You have a good point. One that needs to be carefully illustrated because people like to make this confusing. As a starting point, look for official government sources rather than Nader.org and make a clear distinction between wealth and income.
So, if you want to talk about money income, you can look at Table 676 or 678 of the 2007 U.S. Statistical Abstract. It presents a good trend line. If you want more detail, you could use the Money Income of Households.
The main point from this source is that from 1980-2004, if you use constant dollars, the only group making more money are those making $100,000 or more. Everyone else is earning less.
For changes in wealth, the Federal Reserve has a good piece linked from the Wikipedia article on the topic of Welath Distrubtion in the United States, but it undermines your argument somewhat because I think you have overstated the case a bit:
A key stylized fact is that during this period, the division of wealth observed in the SCF attributes roughly a third each to the wealthiest 1 percent, the next wealthiest 9 percent, and the remainder of the population.
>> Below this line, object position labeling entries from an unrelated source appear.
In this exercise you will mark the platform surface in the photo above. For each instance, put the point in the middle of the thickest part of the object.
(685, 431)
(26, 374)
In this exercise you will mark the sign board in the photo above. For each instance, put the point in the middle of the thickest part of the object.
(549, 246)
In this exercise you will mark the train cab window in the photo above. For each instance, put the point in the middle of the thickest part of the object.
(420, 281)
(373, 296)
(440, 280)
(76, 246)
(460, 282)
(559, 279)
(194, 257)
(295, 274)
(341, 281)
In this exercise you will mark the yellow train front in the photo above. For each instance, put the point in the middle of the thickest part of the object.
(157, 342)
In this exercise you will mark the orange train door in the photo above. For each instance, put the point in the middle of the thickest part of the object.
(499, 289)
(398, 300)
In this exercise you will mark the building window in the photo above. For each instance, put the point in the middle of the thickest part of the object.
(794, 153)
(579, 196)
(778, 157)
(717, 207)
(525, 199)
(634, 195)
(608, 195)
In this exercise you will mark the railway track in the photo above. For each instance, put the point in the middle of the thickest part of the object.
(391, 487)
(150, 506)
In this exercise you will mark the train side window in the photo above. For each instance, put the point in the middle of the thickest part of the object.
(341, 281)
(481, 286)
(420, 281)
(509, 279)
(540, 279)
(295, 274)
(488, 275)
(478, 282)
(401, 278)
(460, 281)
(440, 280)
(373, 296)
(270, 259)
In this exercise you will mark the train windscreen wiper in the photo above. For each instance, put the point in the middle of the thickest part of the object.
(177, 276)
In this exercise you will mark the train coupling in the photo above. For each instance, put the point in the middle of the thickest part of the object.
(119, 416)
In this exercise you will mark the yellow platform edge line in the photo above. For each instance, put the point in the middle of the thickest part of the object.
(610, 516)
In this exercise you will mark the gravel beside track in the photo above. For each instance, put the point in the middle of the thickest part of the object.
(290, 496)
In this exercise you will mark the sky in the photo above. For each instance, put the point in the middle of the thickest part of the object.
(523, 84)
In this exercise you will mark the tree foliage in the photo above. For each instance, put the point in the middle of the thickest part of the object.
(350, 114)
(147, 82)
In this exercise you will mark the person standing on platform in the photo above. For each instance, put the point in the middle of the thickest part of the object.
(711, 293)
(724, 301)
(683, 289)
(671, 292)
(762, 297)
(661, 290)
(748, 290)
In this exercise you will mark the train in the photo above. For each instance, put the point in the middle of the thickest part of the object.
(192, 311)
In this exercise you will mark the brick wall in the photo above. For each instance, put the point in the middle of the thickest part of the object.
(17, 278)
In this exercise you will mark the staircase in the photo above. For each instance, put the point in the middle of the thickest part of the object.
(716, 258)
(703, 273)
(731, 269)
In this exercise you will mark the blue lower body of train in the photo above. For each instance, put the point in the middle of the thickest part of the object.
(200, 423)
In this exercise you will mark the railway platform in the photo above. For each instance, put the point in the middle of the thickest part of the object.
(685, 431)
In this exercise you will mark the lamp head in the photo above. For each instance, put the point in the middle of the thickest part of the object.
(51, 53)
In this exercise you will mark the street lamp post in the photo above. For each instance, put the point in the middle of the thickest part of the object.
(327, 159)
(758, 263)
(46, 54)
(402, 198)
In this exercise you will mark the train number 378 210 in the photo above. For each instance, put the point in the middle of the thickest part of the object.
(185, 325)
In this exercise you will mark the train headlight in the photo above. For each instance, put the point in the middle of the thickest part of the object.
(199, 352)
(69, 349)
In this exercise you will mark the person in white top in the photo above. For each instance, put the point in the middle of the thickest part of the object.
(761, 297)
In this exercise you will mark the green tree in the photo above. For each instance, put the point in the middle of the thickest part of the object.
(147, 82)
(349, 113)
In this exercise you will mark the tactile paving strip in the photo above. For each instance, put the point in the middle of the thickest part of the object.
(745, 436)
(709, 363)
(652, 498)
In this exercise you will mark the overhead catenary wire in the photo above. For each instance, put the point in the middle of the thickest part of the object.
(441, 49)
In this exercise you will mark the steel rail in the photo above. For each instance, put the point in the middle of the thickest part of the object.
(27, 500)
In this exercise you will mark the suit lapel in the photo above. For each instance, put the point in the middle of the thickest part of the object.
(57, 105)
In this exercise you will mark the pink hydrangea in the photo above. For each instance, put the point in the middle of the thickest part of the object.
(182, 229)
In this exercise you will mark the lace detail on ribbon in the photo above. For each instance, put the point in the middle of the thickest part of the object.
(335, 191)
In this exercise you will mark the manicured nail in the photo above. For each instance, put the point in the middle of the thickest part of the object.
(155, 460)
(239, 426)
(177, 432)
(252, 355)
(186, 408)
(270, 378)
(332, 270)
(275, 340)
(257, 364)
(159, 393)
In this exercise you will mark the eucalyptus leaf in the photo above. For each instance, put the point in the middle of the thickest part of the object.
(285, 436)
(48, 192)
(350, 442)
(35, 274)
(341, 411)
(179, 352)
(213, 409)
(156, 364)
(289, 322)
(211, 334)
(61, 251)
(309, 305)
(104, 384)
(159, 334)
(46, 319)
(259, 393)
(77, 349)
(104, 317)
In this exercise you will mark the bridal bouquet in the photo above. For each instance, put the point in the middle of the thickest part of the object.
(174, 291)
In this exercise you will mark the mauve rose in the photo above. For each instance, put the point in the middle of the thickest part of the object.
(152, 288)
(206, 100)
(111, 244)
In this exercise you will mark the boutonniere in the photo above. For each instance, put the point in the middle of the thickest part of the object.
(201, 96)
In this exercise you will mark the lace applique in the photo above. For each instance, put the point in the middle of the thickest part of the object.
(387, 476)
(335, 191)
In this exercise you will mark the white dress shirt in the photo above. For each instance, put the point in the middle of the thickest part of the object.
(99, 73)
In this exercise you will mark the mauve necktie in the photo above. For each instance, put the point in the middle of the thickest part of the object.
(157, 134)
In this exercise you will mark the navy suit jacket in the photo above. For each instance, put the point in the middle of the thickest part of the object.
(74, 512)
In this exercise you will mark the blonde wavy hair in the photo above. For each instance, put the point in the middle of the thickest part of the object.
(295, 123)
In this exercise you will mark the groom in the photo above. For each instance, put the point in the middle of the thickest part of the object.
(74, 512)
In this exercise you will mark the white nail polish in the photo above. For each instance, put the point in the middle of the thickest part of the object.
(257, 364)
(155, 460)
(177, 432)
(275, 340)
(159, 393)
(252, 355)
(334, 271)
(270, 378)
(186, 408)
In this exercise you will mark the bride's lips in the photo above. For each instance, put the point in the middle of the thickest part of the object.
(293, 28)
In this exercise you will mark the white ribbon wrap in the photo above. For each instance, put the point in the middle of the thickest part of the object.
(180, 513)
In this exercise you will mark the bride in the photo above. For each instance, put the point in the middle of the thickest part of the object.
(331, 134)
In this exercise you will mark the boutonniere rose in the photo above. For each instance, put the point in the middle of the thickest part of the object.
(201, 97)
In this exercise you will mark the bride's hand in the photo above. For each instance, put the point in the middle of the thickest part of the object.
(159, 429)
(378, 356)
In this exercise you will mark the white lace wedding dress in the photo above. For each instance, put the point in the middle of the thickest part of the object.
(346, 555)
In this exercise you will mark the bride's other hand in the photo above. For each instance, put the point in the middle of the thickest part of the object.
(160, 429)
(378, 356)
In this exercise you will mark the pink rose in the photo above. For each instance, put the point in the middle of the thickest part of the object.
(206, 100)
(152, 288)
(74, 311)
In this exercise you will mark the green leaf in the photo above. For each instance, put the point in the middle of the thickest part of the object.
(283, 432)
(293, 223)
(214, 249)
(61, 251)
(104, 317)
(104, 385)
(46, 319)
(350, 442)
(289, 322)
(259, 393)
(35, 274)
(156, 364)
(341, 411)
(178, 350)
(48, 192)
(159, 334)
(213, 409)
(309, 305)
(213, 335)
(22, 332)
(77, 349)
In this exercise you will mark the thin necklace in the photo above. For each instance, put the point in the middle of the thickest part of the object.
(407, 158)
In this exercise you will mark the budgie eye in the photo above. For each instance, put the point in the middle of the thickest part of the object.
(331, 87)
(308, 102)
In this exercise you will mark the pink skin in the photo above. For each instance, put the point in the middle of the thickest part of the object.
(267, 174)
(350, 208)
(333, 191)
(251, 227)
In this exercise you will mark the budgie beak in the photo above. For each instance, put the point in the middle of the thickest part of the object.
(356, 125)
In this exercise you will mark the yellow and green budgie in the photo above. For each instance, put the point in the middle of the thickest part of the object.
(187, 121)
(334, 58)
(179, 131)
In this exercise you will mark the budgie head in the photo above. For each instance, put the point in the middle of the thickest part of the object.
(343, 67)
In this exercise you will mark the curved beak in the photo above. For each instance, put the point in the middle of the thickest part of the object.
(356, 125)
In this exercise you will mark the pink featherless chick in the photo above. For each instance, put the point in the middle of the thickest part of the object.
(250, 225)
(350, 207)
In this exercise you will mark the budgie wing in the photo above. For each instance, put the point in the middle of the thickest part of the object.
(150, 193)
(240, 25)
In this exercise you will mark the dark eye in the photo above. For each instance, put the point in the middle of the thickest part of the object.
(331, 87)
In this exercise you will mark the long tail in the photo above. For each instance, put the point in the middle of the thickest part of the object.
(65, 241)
Although the wealth distribution generally rose over the 1989 to 2001 period, simple measures of wealth concentration fail to show consistent patterns. Moreover, few changes in groups' shares are statistically significant. For example, the wealth share of the top 1 percent of the wealth distribution moved from about 30 percent in both 1989 and 1992 to about 35 percent in 1995 and it tapered down to 33 percent by 2001; none of the changes are statistically significant according to the estimation methodology used to compute standard errors for the SCF.
I think the Federal Reserve is probably biased a bit downward...but I don't think you can claim the top 1% controls 95% of wealth. Still, I think your point is a good one. You just need to use a more accurate statistical formulation - say that the bottom 50% only has 3% of all wealth.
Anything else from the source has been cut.